Metadata-Version: 2.4
Name: labelgenius
Version: 0.1.6
Summary: Flexible GPT + CLIP classification toolkit for multimodal labeling
Author-email: "Jiacheng Huang, M.S." <huan1660@umn.edu>, "Zhongxing Zhang, M.S." <zhan8889@umn.edu>, "Chris Chao Su, Ph.D." <suchao@bu.edu>
License: MIT
Project-URL: Homepage, https://github.com/mediaccs/LabelGenius
Project-URL: Repository, https://github.com/mediaccs/LabelGenius
Project-URL: Issues, https://github.com/mediaccs/LabelGenius/issues
Keywords: gpt,clip,classification,multimodal,llm,openai,vision,research
Classifier: Programming Language :: Python :: 3
Classifier: Programming Language :: Python :: 3.9
Classifier: License :: OSI Approved :: MIT License
Classifier: Operating System :: OS Independent
Classifier: Intended Audience :: Science/Research
Classifier: Topic :: Scientific/Engineering :: Artificial Intelligence
Requires-Python: >=3.9
Description-Content-Type: text/markdown
License-File: LICENSE
Requires-Dist: torch>=2.0.0
Requires-Dist: transformers>=4.30.0
Requires-Dist: pandas
Requires-Dist: numpy
Requires-Dist: tqdm
Requires-Dist: pillow
Requires-Dist: sqlitedict
Requires-Dist: loguru
Requires-Dist: openai>=1.0.0
Requires-Dist: scikit-learn
Requires-Dist: torchvision
Dynamic: license-file

# LabelGenius

A lightweight research toolkit for **multimodal classification** using **GPT** (text/image/both) and **CLIP** (zero-shot or fine-tuned). Built for quick, reproducible experiments and paper appendices.

---

## Quick Links

- **[Try the Colab Demo](https://colab.research.google.com/drive/1BvVWMQ20i7kkyAYjmz__PDT9OTXGtY3H?usp=sharing)** — Run the full tutorial in your browser
- **Case Studies** — Complete replication scripts in the `Case_analysis/` folder
- **[GitHub Repository](https://github.com/mediaccs/LabelGenius)**

---

## What Can You Do?

LabelGenius helps you:
- **Label with GPT** — Classify text, images, or multimodal data using zero-shot or few-shot prompting
- **Classify with CLIP** — Run zero-shot classification or fine-tune a lightweight model
- **Evaluate results** — Get accuracy, F1 scores, and confusion matrices automatically
- **Estimate costs** — Calculate API expenses before running large-scale experiments

---

## Installation

**From PyPI (recommended):**
```bash
pip install labelgenius
```

**Pinned version:**
```bash
pip install labelgenius==0.1.6
```

**From source:**
```bash
git clone https://github.com/mediaccs/LabelGenius
cd labelgenius
pip install -e .
```

**Requirements:** Python 3.9+, dependencies auto-installed from `pyproject.toml`. To manually install dependencies, see `pyproject.toml` for the full list.
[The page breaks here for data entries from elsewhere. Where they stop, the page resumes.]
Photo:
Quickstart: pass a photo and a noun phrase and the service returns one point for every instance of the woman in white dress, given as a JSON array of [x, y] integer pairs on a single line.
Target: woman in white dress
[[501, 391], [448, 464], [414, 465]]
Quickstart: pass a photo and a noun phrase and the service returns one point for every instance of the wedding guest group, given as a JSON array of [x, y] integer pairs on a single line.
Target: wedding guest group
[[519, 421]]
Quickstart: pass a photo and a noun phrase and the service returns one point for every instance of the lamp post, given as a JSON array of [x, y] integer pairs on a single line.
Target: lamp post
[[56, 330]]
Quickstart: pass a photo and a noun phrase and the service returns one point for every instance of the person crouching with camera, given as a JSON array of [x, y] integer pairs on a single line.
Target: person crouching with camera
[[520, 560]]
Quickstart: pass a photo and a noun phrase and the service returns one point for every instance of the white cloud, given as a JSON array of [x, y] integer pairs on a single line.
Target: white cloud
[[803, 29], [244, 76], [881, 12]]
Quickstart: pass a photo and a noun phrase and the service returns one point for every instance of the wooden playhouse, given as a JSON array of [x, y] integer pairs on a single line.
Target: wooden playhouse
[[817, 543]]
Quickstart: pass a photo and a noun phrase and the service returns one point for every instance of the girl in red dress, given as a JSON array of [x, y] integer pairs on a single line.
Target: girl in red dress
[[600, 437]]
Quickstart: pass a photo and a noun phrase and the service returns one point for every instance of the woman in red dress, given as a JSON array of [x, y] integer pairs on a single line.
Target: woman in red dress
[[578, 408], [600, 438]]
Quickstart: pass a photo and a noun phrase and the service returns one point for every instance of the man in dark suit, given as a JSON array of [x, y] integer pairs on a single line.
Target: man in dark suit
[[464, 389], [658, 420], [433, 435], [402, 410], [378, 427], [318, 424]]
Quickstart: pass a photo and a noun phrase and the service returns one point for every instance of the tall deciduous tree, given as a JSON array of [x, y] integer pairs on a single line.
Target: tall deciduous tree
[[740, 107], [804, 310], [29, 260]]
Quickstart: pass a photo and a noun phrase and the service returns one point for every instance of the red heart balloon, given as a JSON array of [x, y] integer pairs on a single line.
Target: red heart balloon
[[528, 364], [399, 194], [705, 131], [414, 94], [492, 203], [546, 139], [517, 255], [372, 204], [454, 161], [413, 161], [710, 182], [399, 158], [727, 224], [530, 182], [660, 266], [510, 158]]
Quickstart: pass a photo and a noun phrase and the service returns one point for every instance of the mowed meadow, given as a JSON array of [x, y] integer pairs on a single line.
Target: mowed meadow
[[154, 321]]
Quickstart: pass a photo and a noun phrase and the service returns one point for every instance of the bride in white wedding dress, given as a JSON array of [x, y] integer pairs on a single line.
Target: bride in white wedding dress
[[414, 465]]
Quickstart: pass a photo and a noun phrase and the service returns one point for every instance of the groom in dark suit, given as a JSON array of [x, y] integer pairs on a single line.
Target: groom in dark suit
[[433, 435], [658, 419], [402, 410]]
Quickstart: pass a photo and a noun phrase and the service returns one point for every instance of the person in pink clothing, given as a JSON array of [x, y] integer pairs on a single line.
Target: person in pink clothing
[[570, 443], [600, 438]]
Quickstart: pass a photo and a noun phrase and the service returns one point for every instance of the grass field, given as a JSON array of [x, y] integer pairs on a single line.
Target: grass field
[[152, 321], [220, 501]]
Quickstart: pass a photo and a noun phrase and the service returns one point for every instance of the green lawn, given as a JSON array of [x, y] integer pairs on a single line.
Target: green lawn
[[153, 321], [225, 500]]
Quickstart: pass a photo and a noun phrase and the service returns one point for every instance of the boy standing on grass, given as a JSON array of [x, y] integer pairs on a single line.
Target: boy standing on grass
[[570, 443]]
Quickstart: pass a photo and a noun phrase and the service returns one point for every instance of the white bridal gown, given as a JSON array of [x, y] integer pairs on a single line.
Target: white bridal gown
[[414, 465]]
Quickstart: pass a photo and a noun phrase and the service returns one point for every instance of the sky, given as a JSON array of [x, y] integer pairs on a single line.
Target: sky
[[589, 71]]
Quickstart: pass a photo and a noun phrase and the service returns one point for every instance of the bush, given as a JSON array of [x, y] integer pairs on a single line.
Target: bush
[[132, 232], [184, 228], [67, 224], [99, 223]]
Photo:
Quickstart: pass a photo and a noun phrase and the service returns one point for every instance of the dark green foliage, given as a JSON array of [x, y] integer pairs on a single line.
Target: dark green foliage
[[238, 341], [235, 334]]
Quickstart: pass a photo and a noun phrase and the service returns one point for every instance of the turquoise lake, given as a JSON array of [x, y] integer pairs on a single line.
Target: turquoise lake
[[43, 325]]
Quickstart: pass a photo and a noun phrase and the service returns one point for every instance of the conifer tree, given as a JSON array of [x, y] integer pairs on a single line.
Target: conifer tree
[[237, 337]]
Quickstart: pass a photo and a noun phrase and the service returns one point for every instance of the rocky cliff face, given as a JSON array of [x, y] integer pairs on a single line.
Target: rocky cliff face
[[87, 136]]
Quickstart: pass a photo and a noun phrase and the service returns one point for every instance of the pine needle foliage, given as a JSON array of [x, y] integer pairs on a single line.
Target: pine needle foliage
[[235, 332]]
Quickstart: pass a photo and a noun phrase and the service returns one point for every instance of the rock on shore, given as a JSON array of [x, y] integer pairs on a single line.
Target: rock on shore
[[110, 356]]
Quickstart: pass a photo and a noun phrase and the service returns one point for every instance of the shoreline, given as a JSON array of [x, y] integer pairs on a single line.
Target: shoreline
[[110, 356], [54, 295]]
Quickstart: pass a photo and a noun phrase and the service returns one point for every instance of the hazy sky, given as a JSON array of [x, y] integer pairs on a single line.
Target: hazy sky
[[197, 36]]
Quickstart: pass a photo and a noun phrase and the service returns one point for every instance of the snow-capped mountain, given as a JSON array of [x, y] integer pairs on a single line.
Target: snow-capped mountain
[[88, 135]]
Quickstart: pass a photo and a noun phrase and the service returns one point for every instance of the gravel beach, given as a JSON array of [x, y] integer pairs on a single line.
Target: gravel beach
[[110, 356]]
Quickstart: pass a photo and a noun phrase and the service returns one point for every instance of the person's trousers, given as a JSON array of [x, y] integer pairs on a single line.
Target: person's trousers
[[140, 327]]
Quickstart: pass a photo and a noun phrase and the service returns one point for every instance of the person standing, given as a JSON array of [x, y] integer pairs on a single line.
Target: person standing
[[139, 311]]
For GPT features, get an API key from [OpenAI](https://platform.openai.com/api-keys).

---

## Core Functions

### GPT Classification
| Function | Purpose |
|----------|---------|
| `classification_GPT` | Text classification (zero-shot or few-shot) |
| `generate_GPT_finetune_jsonl` | Prepare training data for fine-tuning |
| `finetune_GPT` | Fine-tune a GPT model |

### CLIP Classification (if data cannot be shared with business)
| Function | Purpose |
|----------|---------|
| `classification_CLIP_0_shot` | Zero-shot classification with CLIP |
| `classification_CLIP_finetuned` | Use a fine-tuned CLIP model |
| `finetune_CLIP` | Fine-tune CLIP on your dataset |

### Utilities
| Function | Purpose |
|----------|---------|
| `auto_verification` | Calculate classification metrics |
| `price_estimation` | Estimate OpenAI API costs |

---

## Quick Start

### Import the Library
```python
from labelgenius import (
    classification_GPT,
    classification_CLIP_0_shot,
    finetune_CLIP,
    classification_CLIP_finetuned,
    auto_verification,
    price_estimation,
)
```

### Prepare Your Data
- **Text only:** CSV/Excel/JSON with your text columns
- **Images only:** Directory of images (with optional ID mapping table)
- **Multimodal:** Table with `image_id` column + images at `image_dir/<image_id>.jpg`

---

## Using GPT Models

LabelGenius supports both **GPT-4.1** and **GPT-5** with different control mechanisms:

### GPT-4.1 (Temperature-Based)
Control randomness with `temperature` (0 = deterministic, 2 = creative):

```python
df = classification_GPT(
    text_path="data/headlines.xlsx",
    category=["sports", "politics", "tech"],
    prompt="Classify this headline into one category.",
    column_4_labeling=["headline"],
    model="gpt-4.1",
    temperature=0.7,
    mode="text",
    output_column_name="predicted_category"
)
```

### GPT-5 (Reasoning and Non-Reasoning)
GPT-5 supports both reasoning and non-reasoning modes controlled by `reasoning_effort`:

```python
df = classification_GPT(
    text_path="data/headlines.xlsx",
    category=["sports", "politics", "tech"],
    prompt="Classify this headline into one category.",
    column_4_labeling=["headline"],
    model="gpt-5",
    reasoning_effort="medium",  # minimal | low | medium | high
    mode="text",
    output_column_name="predicted_category"
)
```

**Reasoning Modes:**
- `"minimal"` — Non-reasoning mode (fast, standard responses)
- `"low"` / `"medium"` / `"high"` — Reasoning modes (increasing reasoning depth)

---

## Function Reference

### `classification_GPT`

Classify text, images, or multimodal data using GPT models.

**Parameters:**
- `text_path` — Path to your data file (CSV/Excel/JSON)
- `category` — List of possible category labels
- `prompt` — Instruction prompt for classification
- `column_4_labeling` — Column(s) to use as input
- `model` — Model name (e.g., "gpt-4.1", "gpt-5")
- `temperature` — Randomness control for GPT-4.1 (0-2)
- `reasoning_effort` — Reasoning depth for GPT-5 ("minimal", "low", "medium", "high")
- `mode` — Input type: "text", "image", or "both"
- `output_column_name` — Name for prediction column
- `num_themes` — Number of themes for multi-label tasks (default: 1)
- `num_votes` — Number of runs for majority voting (default: 1)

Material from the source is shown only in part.